Installing MySQL Cluster on Two Amazon EC2 instances fails because ndb_mgmd can't be started
Hello,
I just tried to install the MySQL Cluster system using the Cluster Control Configurator on severalnines.com unfortunately after installing everything the system failed to start ndb_mgmd:
/usr/sbin//ndb_mgmd --ndb-nodeid=1 -c "10.48.98.35:1186" -f /etc//config.ini --configdir=/etc// --reload --initial
Warning: could not add log destination 'FILE:filename=ndb_1_cluster.log,maxsize=10000000,maxfiles=6'. Reason: Permission denied
I used the ec2-user as proposed in the following blog: http://johanandersson.blogspot.com/2011/08/test-deployment-of-mysql-cluster-on.html
I will now try to do it with root user.
/Manuel
-
Here is what actually happens:
$./deploy.sh
.... [lots of status messages with ok (about 5 minutes of processing)]

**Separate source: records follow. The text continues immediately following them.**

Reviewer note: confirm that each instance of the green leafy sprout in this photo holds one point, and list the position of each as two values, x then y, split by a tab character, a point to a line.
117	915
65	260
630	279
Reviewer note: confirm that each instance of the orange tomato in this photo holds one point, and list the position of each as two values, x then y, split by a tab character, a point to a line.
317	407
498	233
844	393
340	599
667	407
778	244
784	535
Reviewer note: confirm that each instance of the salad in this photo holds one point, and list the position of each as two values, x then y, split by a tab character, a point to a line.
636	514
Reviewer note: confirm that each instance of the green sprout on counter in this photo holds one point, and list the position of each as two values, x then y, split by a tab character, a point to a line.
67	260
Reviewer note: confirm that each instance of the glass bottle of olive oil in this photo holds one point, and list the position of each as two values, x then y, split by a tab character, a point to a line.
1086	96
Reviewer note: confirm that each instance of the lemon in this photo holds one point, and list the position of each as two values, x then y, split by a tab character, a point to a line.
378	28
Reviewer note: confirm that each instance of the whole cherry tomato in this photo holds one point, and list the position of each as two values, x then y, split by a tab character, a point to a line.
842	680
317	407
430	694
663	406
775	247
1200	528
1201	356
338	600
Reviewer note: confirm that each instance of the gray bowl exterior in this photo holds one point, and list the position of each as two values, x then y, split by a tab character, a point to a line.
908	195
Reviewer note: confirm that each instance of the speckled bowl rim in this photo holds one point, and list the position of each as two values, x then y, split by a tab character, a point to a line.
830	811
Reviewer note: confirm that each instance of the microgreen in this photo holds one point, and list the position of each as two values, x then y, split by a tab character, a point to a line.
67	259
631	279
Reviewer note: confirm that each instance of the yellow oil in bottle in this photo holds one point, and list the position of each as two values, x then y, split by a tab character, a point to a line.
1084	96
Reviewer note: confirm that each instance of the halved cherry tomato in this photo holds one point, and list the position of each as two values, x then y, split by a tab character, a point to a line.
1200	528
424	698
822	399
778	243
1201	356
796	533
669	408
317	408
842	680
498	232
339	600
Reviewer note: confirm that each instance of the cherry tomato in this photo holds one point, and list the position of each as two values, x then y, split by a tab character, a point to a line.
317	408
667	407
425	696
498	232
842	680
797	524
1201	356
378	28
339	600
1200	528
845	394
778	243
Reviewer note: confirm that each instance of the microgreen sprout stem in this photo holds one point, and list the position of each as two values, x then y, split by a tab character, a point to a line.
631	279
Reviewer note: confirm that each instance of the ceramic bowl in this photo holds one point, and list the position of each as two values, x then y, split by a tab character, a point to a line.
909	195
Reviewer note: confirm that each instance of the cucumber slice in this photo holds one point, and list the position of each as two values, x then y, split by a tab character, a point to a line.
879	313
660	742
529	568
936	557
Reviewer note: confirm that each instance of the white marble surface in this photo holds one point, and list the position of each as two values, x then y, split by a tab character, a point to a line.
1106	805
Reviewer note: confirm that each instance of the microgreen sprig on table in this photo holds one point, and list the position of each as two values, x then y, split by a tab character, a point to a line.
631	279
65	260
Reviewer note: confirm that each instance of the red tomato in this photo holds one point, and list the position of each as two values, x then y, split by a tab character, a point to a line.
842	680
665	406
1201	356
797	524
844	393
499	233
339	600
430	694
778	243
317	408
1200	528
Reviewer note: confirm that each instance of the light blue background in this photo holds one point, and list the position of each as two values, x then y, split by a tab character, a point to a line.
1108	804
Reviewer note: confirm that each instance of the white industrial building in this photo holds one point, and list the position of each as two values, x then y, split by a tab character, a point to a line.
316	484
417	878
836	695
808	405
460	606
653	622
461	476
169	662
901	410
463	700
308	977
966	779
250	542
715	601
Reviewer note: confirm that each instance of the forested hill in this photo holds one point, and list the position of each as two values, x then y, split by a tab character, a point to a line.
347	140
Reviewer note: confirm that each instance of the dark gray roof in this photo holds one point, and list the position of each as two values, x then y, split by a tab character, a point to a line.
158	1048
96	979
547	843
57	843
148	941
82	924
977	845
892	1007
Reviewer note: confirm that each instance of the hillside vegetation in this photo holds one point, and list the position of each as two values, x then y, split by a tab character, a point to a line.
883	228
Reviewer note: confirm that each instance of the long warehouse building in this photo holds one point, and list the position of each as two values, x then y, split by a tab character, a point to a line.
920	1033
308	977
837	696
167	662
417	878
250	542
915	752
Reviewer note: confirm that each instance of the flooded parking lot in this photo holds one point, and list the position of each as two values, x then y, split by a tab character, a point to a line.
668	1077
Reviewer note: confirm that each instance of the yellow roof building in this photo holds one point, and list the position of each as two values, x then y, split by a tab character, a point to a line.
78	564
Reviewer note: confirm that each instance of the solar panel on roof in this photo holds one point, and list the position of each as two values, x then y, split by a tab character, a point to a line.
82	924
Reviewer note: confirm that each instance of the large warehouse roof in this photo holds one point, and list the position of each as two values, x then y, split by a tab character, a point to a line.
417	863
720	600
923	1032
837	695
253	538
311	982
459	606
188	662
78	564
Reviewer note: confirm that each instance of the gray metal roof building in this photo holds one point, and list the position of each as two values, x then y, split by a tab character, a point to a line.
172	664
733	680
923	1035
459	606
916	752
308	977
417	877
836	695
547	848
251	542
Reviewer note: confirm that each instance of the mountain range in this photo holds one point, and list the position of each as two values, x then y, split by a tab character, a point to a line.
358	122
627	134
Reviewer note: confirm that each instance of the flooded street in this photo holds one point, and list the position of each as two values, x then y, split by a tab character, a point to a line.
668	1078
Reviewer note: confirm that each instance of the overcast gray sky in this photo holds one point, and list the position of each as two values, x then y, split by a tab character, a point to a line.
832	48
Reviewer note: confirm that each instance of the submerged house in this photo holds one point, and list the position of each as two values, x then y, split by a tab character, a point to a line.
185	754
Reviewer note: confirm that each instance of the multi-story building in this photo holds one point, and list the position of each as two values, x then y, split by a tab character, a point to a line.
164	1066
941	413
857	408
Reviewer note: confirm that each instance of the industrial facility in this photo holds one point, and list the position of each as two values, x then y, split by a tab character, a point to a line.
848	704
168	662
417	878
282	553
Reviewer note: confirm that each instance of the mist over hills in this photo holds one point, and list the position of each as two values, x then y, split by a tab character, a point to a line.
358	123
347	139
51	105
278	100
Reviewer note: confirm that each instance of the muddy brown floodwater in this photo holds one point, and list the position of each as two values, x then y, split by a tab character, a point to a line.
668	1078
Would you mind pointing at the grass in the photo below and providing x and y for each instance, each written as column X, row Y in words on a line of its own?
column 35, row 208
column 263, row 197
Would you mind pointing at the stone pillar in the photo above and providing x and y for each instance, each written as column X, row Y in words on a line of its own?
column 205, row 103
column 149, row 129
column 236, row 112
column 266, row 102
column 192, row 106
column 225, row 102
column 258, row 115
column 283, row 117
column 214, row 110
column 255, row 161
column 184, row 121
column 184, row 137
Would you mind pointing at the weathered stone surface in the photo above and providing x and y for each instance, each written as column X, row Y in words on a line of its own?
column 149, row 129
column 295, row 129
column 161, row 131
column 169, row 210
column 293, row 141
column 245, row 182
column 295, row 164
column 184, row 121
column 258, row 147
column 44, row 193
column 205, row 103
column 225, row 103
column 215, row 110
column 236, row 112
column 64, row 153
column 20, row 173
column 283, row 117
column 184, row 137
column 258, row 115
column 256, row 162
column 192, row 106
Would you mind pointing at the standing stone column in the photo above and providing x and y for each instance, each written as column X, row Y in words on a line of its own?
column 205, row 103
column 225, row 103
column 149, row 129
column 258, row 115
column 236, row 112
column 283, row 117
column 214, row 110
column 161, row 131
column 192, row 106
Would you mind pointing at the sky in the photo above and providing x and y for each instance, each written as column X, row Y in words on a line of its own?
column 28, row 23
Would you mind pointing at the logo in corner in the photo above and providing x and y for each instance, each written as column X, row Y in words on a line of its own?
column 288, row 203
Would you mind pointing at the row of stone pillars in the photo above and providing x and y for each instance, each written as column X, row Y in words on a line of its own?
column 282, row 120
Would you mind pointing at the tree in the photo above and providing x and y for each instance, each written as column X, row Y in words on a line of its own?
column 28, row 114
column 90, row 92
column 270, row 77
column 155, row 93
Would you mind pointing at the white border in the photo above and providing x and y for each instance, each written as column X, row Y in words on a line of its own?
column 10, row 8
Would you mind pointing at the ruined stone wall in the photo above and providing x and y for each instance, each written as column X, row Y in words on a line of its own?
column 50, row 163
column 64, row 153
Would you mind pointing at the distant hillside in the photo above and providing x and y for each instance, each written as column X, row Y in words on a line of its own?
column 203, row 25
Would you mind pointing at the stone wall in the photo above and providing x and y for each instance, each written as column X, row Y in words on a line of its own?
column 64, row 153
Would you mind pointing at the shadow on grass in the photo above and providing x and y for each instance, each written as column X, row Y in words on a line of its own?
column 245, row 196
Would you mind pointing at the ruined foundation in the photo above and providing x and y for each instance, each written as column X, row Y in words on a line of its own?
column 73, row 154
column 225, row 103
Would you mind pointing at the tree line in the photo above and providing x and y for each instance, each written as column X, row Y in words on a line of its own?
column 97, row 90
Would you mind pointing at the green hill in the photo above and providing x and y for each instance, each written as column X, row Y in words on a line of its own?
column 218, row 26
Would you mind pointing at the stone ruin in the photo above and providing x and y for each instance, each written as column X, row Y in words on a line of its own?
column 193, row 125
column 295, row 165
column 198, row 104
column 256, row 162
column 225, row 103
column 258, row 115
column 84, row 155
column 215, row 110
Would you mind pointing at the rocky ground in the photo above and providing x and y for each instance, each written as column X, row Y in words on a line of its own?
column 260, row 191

-----------------------------------
*******************************************************************************
* Creating datadirs and starting management servers *
*******************************************************************************
10.48.98.35: Executing 'rm -rf /storage/data/mysqlcluster/'[ok]
10.48.98.35: Executing 'killall -9 ndb_mgmd cmon'[ok]
10.50.6.150: Executing 'rm -rf /storage/data/mysqlcluster/'[ok]
10.50.6.150: Executing 'killall -9 ndb_mgmd cmon'[ok]
Test starting the management servers. If this fails you have a config problem.
Creating /storage/data/mysqlcluster_mgm/ and /etc// for management server on 10.48.98.35
10.48.98.35: Executing 'mkdir -p /etc//' [ok]
10.48.98.35: Executing 'mkdir -p /storage/data/mysqlcluster_mgm/' [ok]
10.48.98.35: Starting management server (nodeid=1)
10.48.98.35: Copying '../config/config.ini' [ok]
10.48.98.35: Executing 'sync' [ok]
10.48.98.35: Executing 'mv /tmp/config.ini /etc//config.ini' [ok]
10.48.98.35: Executing 'sync' [ok]
10.48.98.35: Checking if '/etc//config.ini' exists [ok]
10.48.98.35: Checking if '/usr/sbin//ndb_mgmd' exists [ok]
10.48.98.35: Executing 'rm -rf /etc//ndb_*bin*'[ok]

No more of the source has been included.